Small intestinal transit in patients with liver cirrhosis and portal hypertension: a descriptive study
Department Hepatology and Gastroenterology, Noerrebrogade 44, Aarhus University Hospital, DK-8000, Aarhus C, Denmark
BMC Gastroenterology 2012, 12:176 doi:10.1186/1471-230X-12-176Published: 8 December 2012
Gastrointestinal dysmotility may be involved in the development of bacterial translocation and infection in patients with liver cirrhosis. The aim of the present study was to describe gastric, small intestinal and colorectal motility and transit in patients with liver cirrhosis and portal hypertension using a magnet-based Motility Tracking System (MTS-1) and standard radiopaque markers.
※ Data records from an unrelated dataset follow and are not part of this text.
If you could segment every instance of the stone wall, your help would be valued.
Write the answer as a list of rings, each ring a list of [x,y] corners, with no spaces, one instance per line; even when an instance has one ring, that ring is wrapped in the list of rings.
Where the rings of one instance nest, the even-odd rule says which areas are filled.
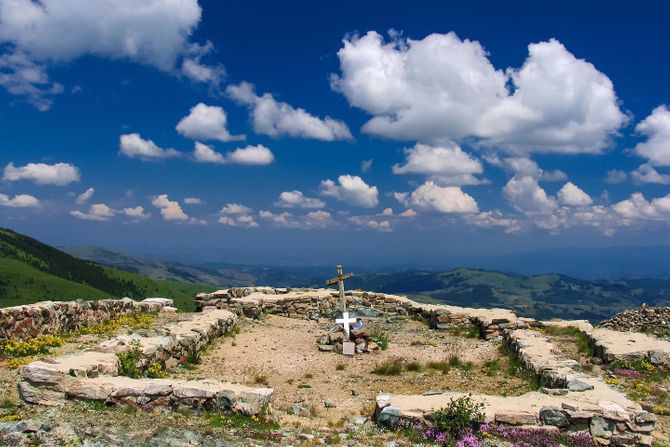
[[[38,360],[19,368],[19,396],[26,402],[61,405],[68,399],[109,404],[180,405],[231,409],[258,414],[269,404],[272,390],[214,380],[132,379],[120,377],[118,355],[140,349],[140,371],[159,363],[176,366],[189,354],[237,327],[227,310],[210,310],[162,328],[150,336],[119,335],[88,351]]]
[[[601,377],[587,375],[575,360],[565,359],[550,339],[529,329],[505,331],[503,341],[544,386],[521,396],[471,396],[485,405],[487,422],[588,431],[598,445],[649,446],[656,416]],[[394,428],[402,420],[430,420],[435,410],[464,393],[380,394],[375,420]]]
[[[0,340],[57,335],[135,312],[156,313],[172,300],[130,298],[96,301],[42,301],[0,309]]]
[[[365,316],[367,310],[374,310],[422,319],[434,329],[474,325],[485,339],[500,336],[506,329],[528,326],[527,319],[518,318],[514,312],[505,309],[423,304],[404,296],[357,290],[347,291],[345,298],[347,307],[359,316]],[[337,291],[308,288],[236,287],[200,293],[195,298],[198,311],[215,307],[248,318],[260,318],[263,314],[307,319],[332,318],[338,304]]]

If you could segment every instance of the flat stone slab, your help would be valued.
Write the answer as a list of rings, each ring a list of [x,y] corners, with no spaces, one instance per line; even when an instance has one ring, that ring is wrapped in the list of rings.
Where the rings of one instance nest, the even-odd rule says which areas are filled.
[[[670,355],[670,341],[640,332],[619,332],[597,328],[590,334],[596,347],[617,359],[647,357],[653,351]],[[608,359],[611,361],[611,359]]]
[[[33,384],[56,385],[64,377],[95,377],[117,372],[115,354],[85,351],[23,365],[19,368],[19,377]]]

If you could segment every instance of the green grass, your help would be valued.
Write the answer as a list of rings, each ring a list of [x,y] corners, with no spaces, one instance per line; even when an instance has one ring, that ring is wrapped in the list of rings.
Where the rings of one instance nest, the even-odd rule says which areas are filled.
[[[586,354],[590,357],[595,356],[595,351],[593,349],[593,344],[589,340],[588,335],[580,331],[576,327],[557,327],[557,326],[545,326],[543,332],[547,335],[555,337],[569,337],[577,344],[577,350],[583,354]]]

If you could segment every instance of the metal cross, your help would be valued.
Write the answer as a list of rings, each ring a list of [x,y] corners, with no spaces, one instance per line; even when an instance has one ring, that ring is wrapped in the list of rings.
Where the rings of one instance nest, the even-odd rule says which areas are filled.
[[[337,266],[337,276],[335,278],[329,279],[326,281],[327,286],[333,286],[337,284],[340,289],[340,306],[342,307],[342,314],[347,311],[347,300],[344,298],[344,280],[349,279],[354,276],[353,273],[342,273],[342,266]]]

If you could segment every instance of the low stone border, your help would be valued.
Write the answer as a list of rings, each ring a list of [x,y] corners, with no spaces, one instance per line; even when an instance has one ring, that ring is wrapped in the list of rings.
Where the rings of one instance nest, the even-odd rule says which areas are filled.
[[[218,380],[130,379],[97,377],[76,379],[65,387],[69,399],[95,400],[117,405],[235,411],[258,415],[269,411],[271,388],[250,388]]]
[[[0,340],[26,340],[38,335],[58,335],[74,332],[106,320],[136,312],[157,313],[172,300],[149,298],[135,301],[130,298],[95,301],[42,301],[23,306],[0,309]]]
[[[131,379],[120,377],[118,355],[139,347],[139,369],[159,363],[170,368],[189,354],[237,327],[238,317],[212,309],[165,326],[158,335],[120,335],[91,350],[29,363],[19,368],[19,396],[26,402],[62,405],[68,399],[114,404],[171,407],[187,405],[258,414],[269,405],[272,390],[213,380]]]
[[[548,388],[564,388],[570,391],[591,390],[597,379],[581,372],[579,363],[574,359],[559,357],[556,347],[549,338],[531,329],[507,331],[503,335],[504,343],[526,367]]]
[[[659,368],[670,369],[670,341],[640,332],[604,328],[594,329],[586,335],[603,362],[644,359]]]
[[[616,360],[647,360],[658,368],[670,370],[670,341],[659,339],[655,335],[594,328],[583,320],[543,321],[540,324],[578,329],[588,337],[596,357],[605,363]]]
[[[550,339],[530,329],[505,331],[503,342],[544,385],[544,393],[503,397],[477,395],[486,421],[506,425],[588,431],[602,445],[649,446],[656,416],[642,410],[602,378],[581,372],[577,361],[562,358]],[[375,420],[395,428],[401,419],[430,420],[430,414],[464,393],[377,397]]]
[[[464,393],[433,395],[377,396],[375,420],[394,429],[400,421],[427,421],[431,413],[447,407],[452,399]],[[616,401],[607,400],[615,397]],[[485,405],[486,422],[551,428],[564,431],[586,431],[599,445],[616,447],[650,446],[656,416],[628,401],[625,396],[600,398],[598,393],[570,392],[551,396],[538,392],[516,397],[474,395],[471,398]]]
[[[506,309],[473,309],[457,306],[423,304],[399,295],[347,291],[347,305],[375,309],[384,313],[408,315],[428,321],[435,329],[475,325],[482,338],[502,335],[504,330],[527,327],[531,321],[519,318]],[[248,318],[277,314],[292,318],[319,319],[330,317],[338,306],[338,292],[332,289],[235,287],[213,293],[200,293],[195,298],[198,311],[215,307],[228,309]]]

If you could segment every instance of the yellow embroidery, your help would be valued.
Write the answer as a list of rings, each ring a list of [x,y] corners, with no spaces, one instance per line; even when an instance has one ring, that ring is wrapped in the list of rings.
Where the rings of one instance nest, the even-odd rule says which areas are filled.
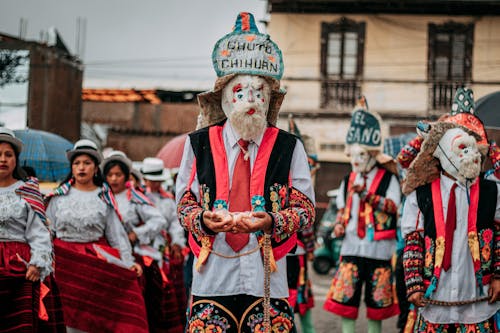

We included 15 patients with liver cirrhosis (8 Child-Pugh A, 6 Child-Pugh B, and 1 Child-Pugh C) and portal hypertension (11 males, median age 54 years (range 38–73), median hepatic venous pressure gradient 18 mmHg (range 12–37)), and 18 healthy controls (8 males, median age 58 years (range 34–64)). The gastric emptying time and small intestinal motility were evaluated by MTS-1, and the total gastrointestinal transit time was assessed by radiopaque markers and abdominal radiographs.
The velocity through the proximal small intestine was significantly higher in cirrhotic patients (median 1.27 metres (m)/hour, range 0.82–2.68) than in the healthy controls (median 1.00 m/hour, range 0.46–1.88) (p = 0.03). Likewise, the magnet travelled significantly longer in both fast (p = 0.04) and slow movements (p = 0.05) in the patient group. There was no significant difference in either gastric emptying time—23 minutes (range 5–131) in patients and 29 minutes (range 10.5–182) in healthy controls (p = 0.43)—or total gastrointestinal transit time—1.6 days (range 0.5–2.9) in patients and 2.0 days (range 1.0–3.9) in healthy controls (p = 0.33). No correlation was observed between the hepatic venous pressure gradient and the velocity of the magnet through the small intestine.
Patients with liver cirrhosis and portal hypertension demonstrated faster-than-normal transit through the proximal small intestine. This may be due to an overactive bowel, as suggested by previous studies.